Le point de vue ne se manifeste pas non plus dans la pseudo-distance ironique très en vogue dans les documentaires d’aujourd’hui. Ici nous ne sommes jamais devant un dispositif préconçu qui viendrait piéger les participants dans la démonstration pamphlétaire du cinéaste. On observe plutôt que le film fut constamment tourné dans une présence sincère et attentive auprès des gens rencontrés. Bien sûr, ceci n’exclut pas les préjugés que le cinéaste peut entretenir au départ envers une personne ou ses idées, ni son privilège d’avoir le dernier mot au montage, mais il serait d’emblée absurde d’imaginer que le tournage d’un documentaire puisse s’extraire de cette banale réalité des rapports humains. Aborder un sujet avec une perspective personnelle, ce n’est pas prétendre à l’équilibre de tous les points de vue, ni imposer une structure dans un discours écrit d’avance, mais s’appliquer au montage à construire une lecture intelligible de la réalité qui s’est donnée au cœur d’un échange, ouvert et conflictuel (et peu importe ce qu’il voulait capter au départ, tout documentariste sait bien que la réalité lui en donnera si peu).
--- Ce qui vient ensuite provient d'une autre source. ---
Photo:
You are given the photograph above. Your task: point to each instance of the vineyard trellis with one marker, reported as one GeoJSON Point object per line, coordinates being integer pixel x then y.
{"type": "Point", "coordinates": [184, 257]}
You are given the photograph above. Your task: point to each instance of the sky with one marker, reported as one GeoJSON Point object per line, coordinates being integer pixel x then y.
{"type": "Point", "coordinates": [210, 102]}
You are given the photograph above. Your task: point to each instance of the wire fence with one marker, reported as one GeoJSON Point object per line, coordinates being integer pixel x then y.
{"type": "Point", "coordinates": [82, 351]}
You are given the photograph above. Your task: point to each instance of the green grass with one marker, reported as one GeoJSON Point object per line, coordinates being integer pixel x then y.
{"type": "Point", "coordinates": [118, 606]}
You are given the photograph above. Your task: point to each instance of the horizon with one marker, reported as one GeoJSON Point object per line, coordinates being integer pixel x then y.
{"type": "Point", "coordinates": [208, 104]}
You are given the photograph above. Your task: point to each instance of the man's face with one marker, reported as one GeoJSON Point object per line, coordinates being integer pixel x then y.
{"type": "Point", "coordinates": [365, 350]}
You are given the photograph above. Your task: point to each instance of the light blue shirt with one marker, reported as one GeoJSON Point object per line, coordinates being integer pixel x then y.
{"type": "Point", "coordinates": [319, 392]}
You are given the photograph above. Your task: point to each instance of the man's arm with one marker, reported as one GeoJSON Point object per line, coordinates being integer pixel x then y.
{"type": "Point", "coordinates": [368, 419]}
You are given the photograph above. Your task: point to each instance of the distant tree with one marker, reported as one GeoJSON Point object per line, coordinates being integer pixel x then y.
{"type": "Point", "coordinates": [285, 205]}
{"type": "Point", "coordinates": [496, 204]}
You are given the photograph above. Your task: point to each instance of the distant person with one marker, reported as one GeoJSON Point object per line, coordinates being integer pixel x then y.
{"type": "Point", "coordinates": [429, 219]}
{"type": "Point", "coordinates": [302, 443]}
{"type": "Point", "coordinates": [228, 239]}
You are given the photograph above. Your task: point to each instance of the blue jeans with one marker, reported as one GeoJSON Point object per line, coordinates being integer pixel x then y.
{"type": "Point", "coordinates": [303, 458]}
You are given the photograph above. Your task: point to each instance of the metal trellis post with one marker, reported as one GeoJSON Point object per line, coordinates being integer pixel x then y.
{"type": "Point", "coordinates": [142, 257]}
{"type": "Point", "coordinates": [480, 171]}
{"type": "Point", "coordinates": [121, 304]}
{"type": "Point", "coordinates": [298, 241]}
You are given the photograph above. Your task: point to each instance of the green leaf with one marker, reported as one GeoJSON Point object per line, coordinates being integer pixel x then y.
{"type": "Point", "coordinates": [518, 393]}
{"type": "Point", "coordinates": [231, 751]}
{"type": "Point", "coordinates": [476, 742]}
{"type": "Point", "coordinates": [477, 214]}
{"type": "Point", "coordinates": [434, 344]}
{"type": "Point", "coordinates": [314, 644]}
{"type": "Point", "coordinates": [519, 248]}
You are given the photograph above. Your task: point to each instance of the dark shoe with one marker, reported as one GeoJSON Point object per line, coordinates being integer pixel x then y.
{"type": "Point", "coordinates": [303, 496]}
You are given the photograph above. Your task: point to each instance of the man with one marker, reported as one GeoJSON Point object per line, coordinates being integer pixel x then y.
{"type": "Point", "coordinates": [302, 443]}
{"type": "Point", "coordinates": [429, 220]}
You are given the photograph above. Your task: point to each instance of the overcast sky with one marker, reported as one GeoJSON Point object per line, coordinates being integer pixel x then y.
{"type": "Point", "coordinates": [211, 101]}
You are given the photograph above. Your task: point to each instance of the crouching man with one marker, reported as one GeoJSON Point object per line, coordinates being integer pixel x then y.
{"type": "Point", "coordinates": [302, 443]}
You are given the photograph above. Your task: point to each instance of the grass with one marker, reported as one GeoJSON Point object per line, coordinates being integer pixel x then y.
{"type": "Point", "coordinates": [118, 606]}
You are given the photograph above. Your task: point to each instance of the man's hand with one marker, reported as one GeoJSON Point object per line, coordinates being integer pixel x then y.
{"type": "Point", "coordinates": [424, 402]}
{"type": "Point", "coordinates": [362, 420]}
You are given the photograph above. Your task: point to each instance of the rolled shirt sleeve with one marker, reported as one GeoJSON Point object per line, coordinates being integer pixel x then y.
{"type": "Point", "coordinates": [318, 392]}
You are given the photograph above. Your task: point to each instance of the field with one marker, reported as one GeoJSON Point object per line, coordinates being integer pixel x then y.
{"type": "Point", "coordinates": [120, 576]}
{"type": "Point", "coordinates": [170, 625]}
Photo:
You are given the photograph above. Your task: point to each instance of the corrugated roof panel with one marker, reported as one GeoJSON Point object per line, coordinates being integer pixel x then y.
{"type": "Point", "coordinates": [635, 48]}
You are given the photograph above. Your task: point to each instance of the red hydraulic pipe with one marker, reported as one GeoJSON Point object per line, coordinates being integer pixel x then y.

La représentation d’un nouvel ordre des choses dans le monde du vin n’en est pas moins une critique lucide et virulente. Et au fil des rencontres qui nourrissent le film, le simple attachement de Nossiter à certains des personnages témoigne d’une affection manifeste, à la fois parce qu’ils sont de bons personnages de cinéma et parce qu’ils expriment une part de son point de vue. Ils incarnent ce qu’il a lui-même nommé « la résistance au fascisme du marketing ».
Un prisme
Parallèlement à ses recherches, sillonnant les coulisses du monde du vin, Jonathan Nossiter regarde autour de lui, scrute les détails des demeures, des paysages, des mondes où on le laisse entrer, observe les interactions entre les gens… Si bien que le sujet du vin y agit comme un prisme, à travers lequel s’irisent d’autres dimensions de la réalité. C’est là l’une des forces uniques deMondovino : par l’habileté, au montage, à faire parler « les voix du hasard », grâce à la récurrence de certains détails, aux choses qui adviennent et se correspondent en cours de tournage, l’arrière-plan des images et le fil du récit sont alors constamment habités par des réalités qui débordent le sujet, qui composent de multiples trames « secondaires ». Le film tisse ainsi des regards croisés sur la famille, l’histoire, la culture, les classes sociales, l’art, etc.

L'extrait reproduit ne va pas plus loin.